Paragraph 19 is in these terms :
"19. That on 20-6-52 and 2-8-52 the learned Magistrate ordered that since the service reports of the summonses of the witnesses were not being : received, he would not take any further action for their attendance. On 20-8-52, however, the learned Magistrate went back from his previous order and directed the resum-moning of these witnesses even in spite of the objection of the petitioners. On 17-9-52 one such witness, Ram Kripal Naik, who had already been summoned twice before, did not appear and his service return, which was issued Dasti to the Special P. P. was not received and even in spite of a petition by the defence the witness was summoned again. On 6-11-52 three witnesses did not turn up and the service reports were not received and although the Court had ordered previously that in case they do not turn up on this day they will have to be given up, still, at the instance of the prosecution, they were summoned."

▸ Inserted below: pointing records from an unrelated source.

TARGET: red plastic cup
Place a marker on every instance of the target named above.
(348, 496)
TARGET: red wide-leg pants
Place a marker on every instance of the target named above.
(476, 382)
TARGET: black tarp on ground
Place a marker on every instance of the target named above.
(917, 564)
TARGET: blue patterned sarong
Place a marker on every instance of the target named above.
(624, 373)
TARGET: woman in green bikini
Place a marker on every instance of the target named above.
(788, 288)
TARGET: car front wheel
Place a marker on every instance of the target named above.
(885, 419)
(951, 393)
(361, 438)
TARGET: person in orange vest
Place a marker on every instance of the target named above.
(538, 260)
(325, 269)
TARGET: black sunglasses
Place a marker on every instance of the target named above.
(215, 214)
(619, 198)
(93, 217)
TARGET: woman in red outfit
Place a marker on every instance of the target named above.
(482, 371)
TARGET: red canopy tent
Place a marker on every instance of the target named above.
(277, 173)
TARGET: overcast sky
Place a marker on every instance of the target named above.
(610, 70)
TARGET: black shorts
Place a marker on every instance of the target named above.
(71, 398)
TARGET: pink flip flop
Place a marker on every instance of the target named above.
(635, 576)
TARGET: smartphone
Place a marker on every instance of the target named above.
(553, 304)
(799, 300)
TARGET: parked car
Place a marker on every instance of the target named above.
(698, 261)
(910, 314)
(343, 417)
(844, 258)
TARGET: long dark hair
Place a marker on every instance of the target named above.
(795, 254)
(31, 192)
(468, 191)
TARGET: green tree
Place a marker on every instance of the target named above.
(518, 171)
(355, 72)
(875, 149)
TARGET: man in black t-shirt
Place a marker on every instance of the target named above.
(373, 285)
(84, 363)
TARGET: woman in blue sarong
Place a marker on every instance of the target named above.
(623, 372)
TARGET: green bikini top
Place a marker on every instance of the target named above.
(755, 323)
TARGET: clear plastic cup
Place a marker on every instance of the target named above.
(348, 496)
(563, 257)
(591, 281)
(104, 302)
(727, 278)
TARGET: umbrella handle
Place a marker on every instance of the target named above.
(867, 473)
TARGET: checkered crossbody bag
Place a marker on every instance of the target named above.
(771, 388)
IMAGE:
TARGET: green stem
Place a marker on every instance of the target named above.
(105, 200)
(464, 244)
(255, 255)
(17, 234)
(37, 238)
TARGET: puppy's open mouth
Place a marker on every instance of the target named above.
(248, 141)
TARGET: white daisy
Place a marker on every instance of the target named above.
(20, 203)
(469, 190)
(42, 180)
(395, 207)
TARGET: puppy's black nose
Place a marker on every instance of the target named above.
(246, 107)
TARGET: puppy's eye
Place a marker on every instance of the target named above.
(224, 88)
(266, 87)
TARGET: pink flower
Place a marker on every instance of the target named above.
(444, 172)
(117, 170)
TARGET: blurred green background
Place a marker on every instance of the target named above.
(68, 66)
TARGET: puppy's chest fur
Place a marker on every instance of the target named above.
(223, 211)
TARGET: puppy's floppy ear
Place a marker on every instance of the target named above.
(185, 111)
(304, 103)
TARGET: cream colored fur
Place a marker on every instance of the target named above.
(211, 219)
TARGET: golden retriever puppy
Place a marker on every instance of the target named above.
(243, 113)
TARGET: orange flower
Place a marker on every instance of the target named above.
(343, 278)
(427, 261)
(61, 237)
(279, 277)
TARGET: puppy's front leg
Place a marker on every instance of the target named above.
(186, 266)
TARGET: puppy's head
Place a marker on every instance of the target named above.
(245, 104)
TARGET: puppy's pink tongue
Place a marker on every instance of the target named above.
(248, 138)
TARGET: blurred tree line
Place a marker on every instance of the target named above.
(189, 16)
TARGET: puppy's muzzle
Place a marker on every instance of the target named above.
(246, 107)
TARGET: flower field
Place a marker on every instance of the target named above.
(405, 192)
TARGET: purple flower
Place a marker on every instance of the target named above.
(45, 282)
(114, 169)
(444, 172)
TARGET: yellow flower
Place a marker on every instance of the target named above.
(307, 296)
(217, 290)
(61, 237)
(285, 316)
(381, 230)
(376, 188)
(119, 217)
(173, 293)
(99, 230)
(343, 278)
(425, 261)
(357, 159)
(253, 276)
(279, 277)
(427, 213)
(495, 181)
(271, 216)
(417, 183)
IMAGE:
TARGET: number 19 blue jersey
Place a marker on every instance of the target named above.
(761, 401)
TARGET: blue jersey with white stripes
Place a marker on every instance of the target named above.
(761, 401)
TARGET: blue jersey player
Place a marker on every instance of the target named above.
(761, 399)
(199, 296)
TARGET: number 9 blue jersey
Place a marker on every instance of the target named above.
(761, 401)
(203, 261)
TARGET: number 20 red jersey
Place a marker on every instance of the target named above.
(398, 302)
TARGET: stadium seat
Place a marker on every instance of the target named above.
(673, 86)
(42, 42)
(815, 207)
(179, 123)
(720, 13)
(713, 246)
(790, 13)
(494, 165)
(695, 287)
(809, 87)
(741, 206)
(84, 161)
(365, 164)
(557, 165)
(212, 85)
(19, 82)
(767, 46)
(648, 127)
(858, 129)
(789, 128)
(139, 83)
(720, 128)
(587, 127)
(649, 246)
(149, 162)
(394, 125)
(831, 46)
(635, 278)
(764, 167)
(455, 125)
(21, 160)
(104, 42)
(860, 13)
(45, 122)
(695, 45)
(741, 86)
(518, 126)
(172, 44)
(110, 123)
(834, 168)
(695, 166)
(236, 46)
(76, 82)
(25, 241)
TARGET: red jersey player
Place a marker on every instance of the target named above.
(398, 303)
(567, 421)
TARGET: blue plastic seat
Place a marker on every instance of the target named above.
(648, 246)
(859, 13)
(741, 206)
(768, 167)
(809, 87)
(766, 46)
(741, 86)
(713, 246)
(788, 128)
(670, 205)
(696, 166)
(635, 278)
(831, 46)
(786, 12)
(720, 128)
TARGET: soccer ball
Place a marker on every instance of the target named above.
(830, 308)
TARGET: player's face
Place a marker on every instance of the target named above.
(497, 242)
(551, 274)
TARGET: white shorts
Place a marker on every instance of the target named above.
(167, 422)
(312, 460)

Many of the facts stated in the aforesaid paragraphs appear to be substantiated on the materials in the record. A number of witnesses were summoned; the service reports with regard to the service of summonses on them were not received; fresh summonses on them were not received; fresh summonses with a new order of the examination of witnesses were issued; again service reports were not received; warrants of arrest were made over personally to the Public Prosecutor, the service reports of those warrants were not received. This is the way in which the case was conducted before the learned Magistrate. It is needless to point out that no case can terminate unless the Magistrate exercises a strict control over the proceedings, and there is co-operation from the pro-secution as well as from the defence. It has been stated at the bar that about 200 witnesses have been examined in the case. There is no doubt that the case is a big one; but even a big case must come to an end at one time or another.
If service reports of the processes issued against witnesses are not received, the Magistrate is not powerless; he can take action against those who are responsible for effecting processes issued by the Court. There is nothing in the record to show that the Magistrate took strict steps to enforce the attendance of witnesses or to enforce timely action by those who were entrusted with the service of processes issued by the Court. The Special Public Prosecutor should have brought it to the notice of the Magistrate for necessary action if those who were entrusted with the service of processes did not do their work properly and satisfactorily. Special Public Prosecutor was appointed in the case, and unless necessary action is taken against those who were responsible for serving processes on absent witnesses, the time and money spent in the case would be spent in vain.
9. I am making these observations so that when the case goes to the new Magistrate there may be a stricter control over the proceedings and more co-operation in the matter of securing the attendance of witnesses.